The Amorite people included the Hyksos who overran Egypt in the 17th century BCE and founded the Fifteenth Dynasty of Egypt in Avaris. Amorites were members of an ancient Semitic-speaking people who dominated the history of Mesopotamia, Syria, and Palestine, from about 2000-1600 BCE. In the oldest cuneiform sources [c. 2400-c. 2000 BCE], the Amorites were equated with the West; but their true place of origin was most likely Arabia, not Syria. They were troublesome nomads and were believed to be one of the causes of the downfall of the 3rd dynasty of Ur [c. 2112-c. 2004 BCE]

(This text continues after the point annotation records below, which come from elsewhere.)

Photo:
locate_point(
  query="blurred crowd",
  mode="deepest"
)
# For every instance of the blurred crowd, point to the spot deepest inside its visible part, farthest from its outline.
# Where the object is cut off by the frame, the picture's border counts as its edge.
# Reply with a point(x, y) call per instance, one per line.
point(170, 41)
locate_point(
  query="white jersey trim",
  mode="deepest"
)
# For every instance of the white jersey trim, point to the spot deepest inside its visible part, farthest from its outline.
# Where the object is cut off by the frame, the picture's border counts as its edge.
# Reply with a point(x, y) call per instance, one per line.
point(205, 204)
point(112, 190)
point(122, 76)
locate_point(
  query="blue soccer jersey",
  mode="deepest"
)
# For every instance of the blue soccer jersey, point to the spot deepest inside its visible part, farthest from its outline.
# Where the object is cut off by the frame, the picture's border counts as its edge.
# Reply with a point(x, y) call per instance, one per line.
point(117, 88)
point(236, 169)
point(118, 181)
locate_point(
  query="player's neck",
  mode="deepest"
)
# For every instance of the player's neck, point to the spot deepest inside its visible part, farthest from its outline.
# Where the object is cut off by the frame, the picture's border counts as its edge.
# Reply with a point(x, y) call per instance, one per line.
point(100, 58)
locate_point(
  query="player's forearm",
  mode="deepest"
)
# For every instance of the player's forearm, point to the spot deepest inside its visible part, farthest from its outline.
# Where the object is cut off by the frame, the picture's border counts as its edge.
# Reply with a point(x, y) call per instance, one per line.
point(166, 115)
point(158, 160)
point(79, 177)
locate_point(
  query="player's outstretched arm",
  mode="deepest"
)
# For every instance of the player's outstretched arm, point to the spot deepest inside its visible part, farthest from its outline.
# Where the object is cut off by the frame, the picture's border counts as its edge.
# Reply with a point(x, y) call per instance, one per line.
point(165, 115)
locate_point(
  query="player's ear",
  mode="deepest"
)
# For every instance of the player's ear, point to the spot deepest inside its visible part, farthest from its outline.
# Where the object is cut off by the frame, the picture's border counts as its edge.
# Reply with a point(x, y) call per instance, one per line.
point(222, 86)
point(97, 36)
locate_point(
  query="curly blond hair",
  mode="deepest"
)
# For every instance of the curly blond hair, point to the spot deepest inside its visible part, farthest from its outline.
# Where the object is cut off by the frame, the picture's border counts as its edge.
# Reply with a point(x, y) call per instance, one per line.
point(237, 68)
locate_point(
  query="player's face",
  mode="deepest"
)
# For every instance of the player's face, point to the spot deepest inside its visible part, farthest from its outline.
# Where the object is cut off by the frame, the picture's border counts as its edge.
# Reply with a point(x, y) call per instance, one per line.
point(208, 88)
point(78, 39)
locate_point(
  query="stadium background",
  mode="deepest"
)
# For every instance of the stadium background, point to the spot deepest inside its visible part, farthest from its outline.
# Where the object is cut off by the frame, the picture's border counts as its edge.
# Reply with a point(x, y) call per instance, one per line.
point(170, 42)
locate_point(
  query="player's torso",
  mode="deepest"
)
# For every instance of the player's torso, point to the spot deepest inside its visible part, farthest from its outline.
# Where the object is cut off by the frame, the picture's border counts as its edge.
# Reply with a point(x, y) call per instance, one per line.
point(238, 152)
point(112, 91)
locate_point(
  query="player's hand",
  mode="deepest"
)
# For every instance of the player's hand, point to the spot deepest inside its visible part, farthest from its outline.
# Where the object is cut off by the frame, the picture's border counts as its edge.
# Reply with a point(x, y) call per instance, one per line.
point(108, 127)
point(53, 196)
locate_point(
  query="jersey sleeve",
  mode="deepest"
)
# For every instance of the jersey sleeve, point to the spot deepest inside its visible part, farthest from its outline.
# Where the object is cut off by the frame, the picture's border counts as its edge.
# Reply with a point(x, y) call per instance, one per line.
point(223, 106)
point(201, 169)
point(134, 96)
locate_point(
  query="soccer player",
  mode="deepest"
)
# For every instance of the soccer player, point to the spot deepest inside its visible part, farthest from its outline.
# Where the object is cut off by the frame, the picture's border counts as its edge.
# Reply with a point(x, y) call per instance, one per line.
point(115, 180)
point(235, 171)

Urban development again began culminating in Early Bronze Age sites like Ebla–which by 2,300 BCE–was incorporated once again into the Empire of Sargon, and then Naram-Sin of Akkad [Biblical Accad]. The archives of Ebla show reference to a number of Biblical sites, including Hazor, Jerusalem, and also to Sodom and Gomorrah, mentioned in the patriarchal records. The Middle Bronze Age period that followed was initiated by the arrival of so called Amorites from Syria in Southern Iraq– a member of a seminomadic people living in Mesopotamia, Palestine, and Syria, in the 3rd millennium BCE, founders of the ancient city of Mari on the Euphrates and the first dynasty of Babylon. The Amorites arrival has been associated by some scholars with the arrival of Abraham’s family in Ur. There is serious question as to the actual historicity of Abraham, a very common name in Mesopotamia, early Israel, and today. His may be a representative family name.
The term “Amorites” is used in the Bible to refer to certain highland mountaineers who inhabited the land of Canaan, described in Genesis as descendants of Canaan, the son of Ham [Genesis 10:16].
This period saw the pinnacle of urban development in the area of Syria and Palestine. Archaeologists show that the chief state at this time was the city of Hazor, which may have been the capital of the region of Israel. This is also the period in which Semites began to appear in larger numbers in the Nile delta region of Egypt.